Gary Koretzky, vice dean of Weill Cornell Medicine, delivers opening remarks at the symposium.

Last week, researchers and students from the Ithaca and Weill Cornell Medicine campuses met to collaborate and present research related to RNA, genetic material that is essential to coding, decoding, regulation and expression of genes.

A symposium, “RNAs in All Shapes, Sizes and Forms: Markers and Regulators of Health and Disease,” was held Nov. 30-Dec. 1 at Cornell’s College of Veterinary Medicine in Ithaca.

It was the first of several symposia sponsored through the new Academic Integration Initiative (AII), an effort announced this year by Provost Michael Kotlikoff and Provost for Medical Affairs Dr. Augustine Choi, the Stephen and Suzanne Weiss Dean of Weill Cornell Medicine, to link together collaborative research and discovery across Weill Cornell Medicine (WCM), Cornell Tech and Cornell’s main campus in Ithaca.

The symposium included 15 speakers from WCM and the Ithaca campus; welcome addresses from Kotlikoff; Gary Koretzky, WCM vice dean, focused on academic integration; and Lorin Warnick, the Austin O. Hooey Dean of the College of Veterinary Medicine (CVM); a poster session; and moderated breakout sessions to discuss collaborations and interactions between campuses.

“This first symposium was outstanding,” said Koretzky, who is also the Frank H.T. Rhodes Distinguished Professor of Cardiovascular Biology and Genetics. “It achieved all of our goals, including presentation of important science, wonderful presentations by trainees, but most importantly, productive small group faculty sessions where tangible next steps to build intercampus research programs were deliberated.”

“There was a buzz of excitement about how much state-of-the-art work is going on here [in Ithaca] and at Weill Cornell Medicine,” said Paula Cohen, professor of genetics and director of the Center for Reproductive Genomics at CVM. “I think people were surprised about the level of complementarity between research efforts on both campuses, and that drove the excitement.”

The conference format provided one-on-one interactions between faculty, while graduate students and post-doctoral researchers were also encouraged to interact.
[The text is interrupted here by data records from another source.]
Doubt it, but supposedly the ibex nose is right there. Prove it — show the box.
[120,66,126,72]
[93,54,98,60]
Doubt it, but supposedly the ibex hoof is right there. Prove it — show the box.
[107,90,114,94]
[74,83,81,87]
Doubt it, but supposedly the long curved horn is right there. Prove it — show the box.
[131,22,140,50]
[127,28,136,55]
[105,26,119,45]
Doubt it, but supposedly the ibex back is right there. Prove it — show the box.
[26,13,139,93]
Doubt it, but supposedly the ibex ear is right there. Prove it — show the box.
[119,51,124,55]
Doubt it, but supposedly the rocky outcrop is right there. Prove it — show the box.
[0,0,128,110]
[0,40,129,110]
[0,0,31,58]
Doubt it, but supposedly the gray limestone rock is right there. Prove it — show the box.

Breakout sessions were designed to facilitate discussions about next steps and ways to foster more interactions, Cohen said.
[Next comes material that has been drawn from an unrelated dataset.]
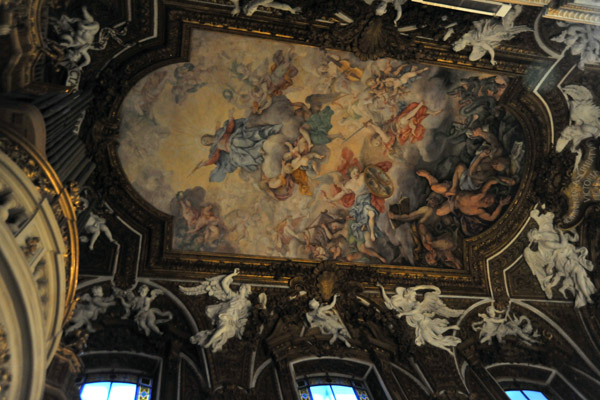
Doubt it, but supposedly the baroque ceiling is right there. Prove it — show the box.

She organized the symposium, along with Praveen Sethupathy, associate professor of biomedical sciences at CVM, and Olivier Elemento, director of the Englander Institute for Precision Medicine, associate director of and an associate professor of computational genomics in computational biomedicine in the HRH Prince Alwaleed Bin Talal Bin Abdulaziz Alsaud Institute for Computational Biomedicine, the Walter B. Wriston Research Scholar, and associate professor of physiology and biophysics at WCM.

Aside from future symposia to share work and provide a forum for promoting collaborative research projects, the AII aims to incentivize faculty at all three campuses to seek more National Institutes of Health-funded program grants to support research cores and groups that are hard to fund by other means, and to use such grants to achieve NIH Center of Excellence status for programs; build radical collaboration task forces across campuses through faculty working groups; and increase collaboration of graduate students across all three campuses.

Faculty were invited to submit applications for future AII events. The response has been strong with ideas ranging from machine learning, to health disparities, to antibiotic resistance, Koretzky said. Additional symposia, to be held in both Ithaca and New York City, will be planned for 2018.